According to him, the NCD policy that is currently with Cabinet prioritises health promotion, early detection and health system strengthening as well as support to children with diabetes, so Cabinet will hasten processes to get the policy ready for action.
“Rapid economic growth over the last two decades has changed the burden of disease, and we now see more non-communicable diseases such as diabetes. The trend is likely to continue, and the International Diabetes Federation projects that by 2045 1.32 million Ghanaians will be living with diabetes.
“Children with type-1 diabetes are also increasing, which is a challenge that threatens the life expectancy of our young ones. The IDF estimates that there are 1,200 children with diabetes in Ghana. These children thus need access to quality care and safeguarded insulin to have a good quality of life,” he said.
He added that in view of the impact of NCD on public health, the Ministry of Health through the Ghana Health Service and other stakeholders is putting in place activities to tackle diabetes in children.

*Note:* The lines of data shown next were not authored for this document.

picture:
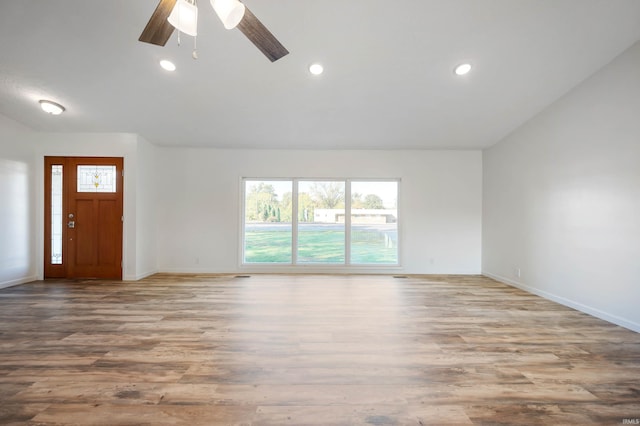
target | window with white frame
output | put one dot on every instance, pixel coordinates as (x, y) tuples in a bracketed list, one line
[(320, 221)]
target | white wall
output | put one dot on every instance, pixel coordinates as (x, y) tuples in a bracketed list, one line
[(199, 203), (147, 189), (17, 204), (562, 198)]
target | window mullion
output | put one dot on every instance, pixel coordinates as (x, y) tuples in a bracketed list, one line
[(294, 223), (347, 222)]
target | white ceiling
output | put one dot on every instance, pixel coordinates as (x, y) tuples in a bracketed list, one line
[(388, 81)]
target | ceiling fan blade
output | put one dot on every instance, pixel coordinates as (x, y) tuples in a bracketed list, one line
[(158, 29), (261, 36)]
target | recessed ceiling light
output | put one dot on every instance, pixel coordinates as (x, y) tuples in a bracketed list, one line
[(167, 65), (51, 107), (462, 69), (316, 69)]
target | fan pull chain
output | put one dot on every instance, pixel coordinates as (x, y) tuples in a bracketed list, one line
[(194, 54)]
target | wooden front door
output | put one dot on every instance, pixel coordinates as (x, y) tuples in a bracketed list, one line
[(83, 217)]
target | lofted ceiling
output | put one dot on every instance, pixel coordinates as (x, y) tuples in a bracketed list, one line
[(388, 80)]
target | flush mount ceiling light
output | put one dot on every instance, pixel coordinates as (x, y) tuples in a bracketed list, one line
[(462, 69), (316, 69), (167, 65), (51, 107)]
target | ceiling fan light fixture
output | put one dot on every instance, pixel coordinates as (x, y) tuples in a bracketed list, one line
[(230, 12), (184, 17), (51, 107), (462, 69), (167, 65)]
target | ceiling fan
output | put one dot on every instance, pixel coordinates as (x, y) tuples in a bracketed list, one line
[(182, 14)]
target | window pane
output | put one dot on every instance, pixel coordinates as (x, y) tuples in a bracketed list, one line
[(96, 178), (321, 222), (56, 215), (374, 222), (267, 221)]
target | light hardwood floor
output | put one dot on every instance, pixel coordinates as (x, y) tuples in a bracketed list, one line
[(308, 350)]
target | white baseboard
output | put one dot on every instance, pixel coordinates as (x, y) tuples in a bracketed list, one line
[(614, 319), (139, 276), (18, 281)]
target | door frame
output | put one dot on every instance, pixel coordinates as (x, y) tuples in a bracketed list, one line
[(60, 271)]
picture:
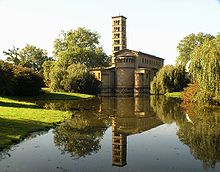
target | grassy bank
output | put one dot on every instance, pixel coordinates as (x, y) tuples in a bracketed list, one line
[(174, 94), (19, 118), (47, 94)]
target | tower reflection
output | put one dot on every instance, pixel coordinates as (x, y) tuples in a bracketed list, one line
[(132, 115)]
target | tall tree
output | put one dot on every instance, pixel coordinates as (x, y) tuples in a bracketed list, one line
[(33, 57), (188, 44), (30, 56), (12, 55), (79, 46), (205, 70)]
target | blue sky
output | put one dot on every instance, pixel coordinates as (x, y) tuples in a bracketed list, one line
[(153, 26)]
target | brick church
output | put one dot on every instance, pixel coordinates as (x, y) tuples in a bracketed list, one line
[(131, 71)]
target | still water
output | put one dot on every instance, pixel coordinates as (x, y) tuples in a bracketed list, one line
[(122, 134)]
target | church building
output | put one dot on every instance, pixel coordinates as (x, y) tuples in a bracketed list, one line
[(131, 71)]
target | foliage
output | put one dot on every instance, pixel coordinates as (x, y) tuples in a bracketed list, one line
[(79, 46), (28, 83), (47, 67), (201, 134), (30, 56), (174, 94), (188, 44), (75, 79), (17, 80), (18, 119), (169, 79), (12, 56), (205, 71), (7, 80)]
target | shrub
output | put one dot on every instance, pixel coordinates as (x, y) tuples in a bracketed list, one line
[(28, 83), (7, 81)]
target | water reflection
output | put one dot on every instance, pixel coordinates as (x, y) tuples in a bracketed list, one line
[(199, 127), (202, 134), (81, 135)]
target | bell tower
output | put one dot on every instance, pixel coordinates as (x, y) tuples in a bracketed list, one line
[(119, 40)]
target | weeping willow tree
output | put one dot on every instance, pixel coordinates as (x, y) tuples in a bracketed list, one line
[(204, 70), (169, 79)]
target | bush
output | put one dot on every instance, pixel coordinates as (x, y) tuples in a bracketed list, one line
[(28, 83), (76, 78), (169, 79), (7, 80), (18, 81)]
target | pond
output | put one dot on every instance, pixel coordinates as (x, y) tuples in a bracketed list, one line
[(122, 134)]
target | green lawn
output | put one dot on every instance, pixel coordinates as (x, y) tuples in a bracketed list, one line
[(19, 118), (51, 95), (174, 94)]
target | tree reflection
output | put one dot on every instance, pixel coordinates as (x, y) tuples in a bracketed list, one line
[(202, 135), (199, 128), (81, 135)]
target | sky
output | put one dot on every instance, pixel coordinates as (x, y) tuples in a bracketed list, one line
[(153, 26)]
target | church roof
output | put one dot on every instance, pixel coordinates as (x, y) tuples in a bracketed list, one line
[(133, 53)]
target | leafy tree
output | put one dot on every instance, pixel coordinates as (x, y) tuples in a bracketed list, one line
[(33, 57), (12, 56), (205, 71), (47, 67), (76, 78), (79, 46), (169, 79), (188, 44), (18, 81), (7, 80), (28, 83), (30, 56)]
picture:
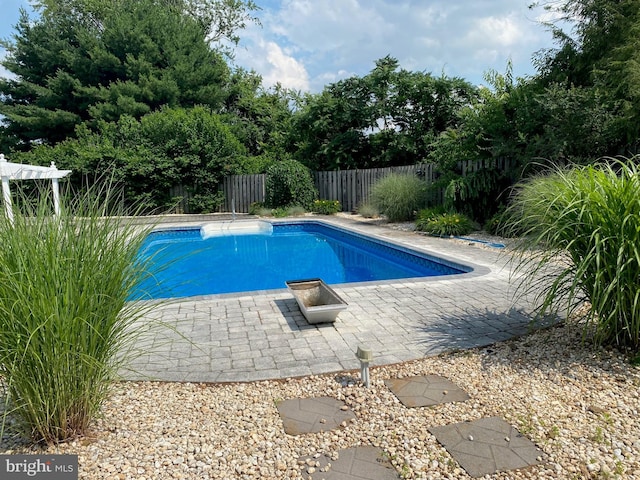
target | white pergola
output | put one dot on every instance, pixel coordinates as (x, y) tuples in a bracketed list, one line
[(18, 171)]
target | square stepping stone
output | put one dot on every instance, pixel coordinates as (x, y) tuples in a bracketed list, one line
[(357, 463), (487, 445), (425, 391), (311, 415)]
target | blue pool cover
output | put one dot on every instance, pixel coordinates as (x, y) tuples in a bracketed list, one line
[(194, 263)]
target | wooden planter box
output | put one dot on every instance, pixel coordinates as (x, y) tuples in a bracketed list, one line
[(317, 300)]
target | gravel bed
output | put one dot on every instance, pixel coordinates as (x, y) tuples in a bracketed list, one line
[(579, 405)]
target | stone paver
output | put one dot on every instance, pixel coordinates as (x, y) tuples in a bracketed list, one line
[(312, 415), (357, 463), (263, 335), (487, 445), (425, 391)]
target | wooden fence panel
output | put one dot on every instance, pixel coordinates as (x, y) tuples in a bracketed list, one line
[(350, 187)]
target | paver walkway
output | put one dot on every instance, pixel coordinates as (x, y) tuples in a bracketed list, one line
[(263, 335), (487, 445), (311, 415), (357, 463), (425, 391)]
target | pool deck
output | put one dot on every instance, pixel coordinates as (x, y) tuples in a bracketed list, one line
[(263, 335)]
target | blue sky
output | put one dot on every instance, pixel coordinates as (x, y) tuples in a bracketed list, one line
[(306, 44)]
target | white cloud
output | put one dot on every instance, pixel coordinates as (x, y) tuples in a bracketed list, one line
[(284, 69)]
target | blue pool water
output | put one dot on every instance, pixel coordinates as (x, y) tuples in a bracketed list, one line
[(203, 263)]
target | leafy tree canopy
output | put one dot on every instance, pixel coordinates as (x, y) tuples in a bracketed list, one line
[(385, 118)]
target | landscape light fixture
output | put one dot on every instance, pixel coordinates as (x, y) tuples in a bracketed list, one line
[(365, 355)]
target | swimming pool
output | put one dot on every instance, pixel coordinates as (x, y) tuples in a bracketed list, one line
[(241, 256)]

On her part, Acting Head-NCD Programme, Ghana Health Service, Dr. Mary Efua Commeh, in an interview with the B&FT reiterated that the NCD policy – which was supposed to be implemented last year but was impeded by the COVID-19 pandemic outbreak – focuses more on preventive awareness creation.
She emphasised that NCDs, which refer to all disease conditions that are not infectious, are many; but Ghana has selected a few based on the country’s disease burden, and these include cardiovascular diseases such as hypertension, stroke and other heart-related conditions; chronic respiratory diseases like asthma, and smoking-related diseases. Others include cancers such as prostate, breast, cervical and childhood cancer; mental health, sickle-cell, dental issues.
“The highlights of the policy include prevention; and prevention here is grouped into three. The first, which is primary prevention, looks at interventions; and this seeks to create awareness and educate people on the gravity of NCDs, the need to frequent hospital in checking, for instance, blood pressure and sugar levels among others.
“NCDs are chronic, and before you start seeing the symptoms it might be too late; hence, we need to educate people so that even when they are looking very well, they still go to the health facility to examine their bodies,” she said.
The two other preventive measures, namely secondary and tertiary prevention, tackle treatment for those who have just developed infections and are at a manageable stage; and also putting in place centres at all regions; and finally, rehabilitation for people who are at the matured state of the diseases and have to live with them for the rest of their lives.
Furthermore, Dr. Commeh reiterated that unhealthy diets, alcoholism and smoking as well as lack of exercise, cumulate into what is termed unhealthy lifestyle and are the major causes of NCDs – adding that treatment is long-term and expensive, hence the need for everyone to seek professional health advice and try to shun unhealthy lifestyles.